In Little Rock, Arkansas, the Clinton Climate Initiative (CCI) operates the Home Energy Affordability Loan (HEAL) program, which helps local businesses and their employees reduce their energy use and related utility expenses. In July, Alan Hope, president and CEO of Powers of Arkansas, Inc., became the first small business executive to incorporate HEAL’s new Small Business Model – an initiative that brings HEAL’s energy-based employee benefit to smaller companies in the region.
Hope believes that Powers, which specializes in energy-conserving HVAC controls installation, is particularly well-suited for the HEAL program. “I’m a big believer that our (employees) need to understand their purpose and their goal,” he said, sitting at his dining room table, as HEAL energy raters tested duct leakage behind him. “I want them to understand there’s a real reason for the work we do. I think HEAL will help drive home that message.”
Powers of Arkansas has a roster of approximately 120 full-time employees, each of whom Hope considers part of an extended family. His actions as CEO certainly reflect this: Powers’ employees are already treated to a comprehensive benefits package. Given this track record, it’s no surprise that he calls the HEAL benefit a “no brainer.”
“Feelings count,” he explained. “You want your employees to feel good about where they work. If I can save them money every month on their utility bills, put fifty or a hundred bucks back in their pockets, that’s a big deal. That affects the whole family.”
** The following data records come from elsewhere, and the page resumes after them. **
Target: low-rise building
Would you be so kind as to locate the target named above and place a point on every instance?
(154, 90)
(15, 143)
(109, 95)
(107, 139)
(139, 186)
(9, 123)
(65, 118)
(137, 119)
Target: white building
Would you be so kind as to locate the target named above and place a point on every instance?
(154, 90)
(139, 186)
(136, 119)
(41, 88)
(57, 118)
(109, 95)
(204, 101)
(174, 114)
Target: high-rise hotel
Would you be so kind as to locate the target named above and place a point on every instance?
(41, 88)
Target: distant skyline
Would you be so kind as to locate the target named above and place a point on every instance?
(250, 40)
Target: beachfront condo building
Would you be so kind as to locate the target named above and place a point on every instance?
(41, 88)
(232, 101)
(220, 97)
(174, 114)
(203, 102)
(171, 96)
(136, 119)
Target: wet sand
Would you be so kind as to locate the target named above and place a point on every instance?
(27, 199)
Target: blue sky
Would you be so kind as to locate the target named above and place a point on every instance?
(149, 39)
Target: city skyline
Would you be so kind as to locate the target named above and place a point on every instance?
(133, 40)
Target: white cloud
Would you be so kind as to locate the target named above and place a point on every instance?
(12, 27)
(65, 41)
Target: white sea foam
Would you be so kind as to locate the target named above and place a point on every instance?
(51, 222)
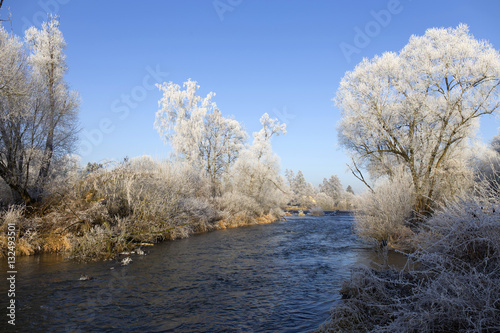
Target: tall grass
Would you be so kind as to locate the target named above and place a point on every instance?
(107, 209)
(453, 286)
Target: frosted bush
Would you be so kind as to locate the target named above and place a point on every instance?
(386, 211)
(452, 283)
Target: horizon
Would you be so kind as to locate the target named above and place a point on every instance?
(282, 58)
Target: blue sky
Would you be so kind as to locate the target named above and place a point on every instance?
(284, 57)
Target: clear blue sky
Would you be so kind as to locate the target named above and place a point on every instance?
(280, 57)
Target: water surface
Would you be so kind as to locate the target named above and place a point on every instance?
(279, 277)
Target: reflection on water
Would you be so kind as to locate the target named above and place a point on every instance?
(280, 277)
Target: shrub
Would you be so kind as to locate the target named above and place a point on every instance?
(454, 285)
(386, 211)
(317, 211)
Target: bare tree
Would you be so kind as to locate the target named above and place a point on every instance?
(418, 108)
(39, 113)
(197, 131)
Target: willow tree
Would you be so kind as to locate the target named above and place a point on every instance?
(418, 108)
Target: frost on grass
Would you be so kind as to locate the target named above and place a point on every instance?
(452, 286)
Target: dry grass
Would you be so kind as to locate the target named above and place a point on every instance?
(456, 287)
(108, 210)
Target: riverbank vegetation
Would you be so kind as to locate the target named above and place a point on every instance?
(214, 180)
(409, 118)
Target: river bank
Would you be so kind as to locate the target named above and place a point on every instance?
(278, 277)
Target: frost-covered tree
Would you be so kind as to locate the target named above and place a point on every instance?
(419, 107)
(58, 103)
(256, 172)
(38, 112)
(332, 187)
(349, 189)
(197, 131)
(302, 191)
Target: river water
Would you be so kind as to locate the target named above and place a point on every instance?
(279, 277)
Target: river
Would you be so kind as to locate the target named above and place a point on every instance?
(279, 277)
Hope wants to see these savings materialize, and quickly: while he won’t be pressing his staff to enroll in the benefit, he says he plans to survey those who do, and publish their annual savings, with permission, in the company’s newsletter to its customers. Doing so will not only encourage other employees to participate, Hope said, but will also demonstrate to clients Powers’ commitment to energy conservation.
“We’ll do a recap,” he said, “and highlight the success stories. Sort of like a ‘Biggest Loser’ thing. Employees (who haven’t participated) can say ‘Wow. Why haven’t I done that yet?’”
Hope and several company executives have personally enrolled their homes for HEAL energy assessments. When asked how he expected his own home to rank, Hope smiled and said, “Mine might be the worst.”
Hope will receive his Personalized Energy Plan (PEP) on August 22, when HEAL will share the results of his audit (good and bad) and further gauge his impression of the program. Right now, the CEO says it’s all upside.
“The whole process has been very smooth,” he said. “I can’t imagine how an employer could lose by offering HEAL.”
HEAL, a project of the William J. Clinton Foundation’s Clinton Climate Initiative (“CCI”), is a unique, energy-based employee benefit program designed to improve quality of life, at both the corporate and homeowner levels, by reducing GHG emissions through energy-conserving improvements to existing commercial and residential buildings (“Retrofits”). By enlisting employers to offer the HEAL program to qualifying employees, the program is able to make a large-scale and rapid impact in energy usage, GHG emissions, and employment opportunities.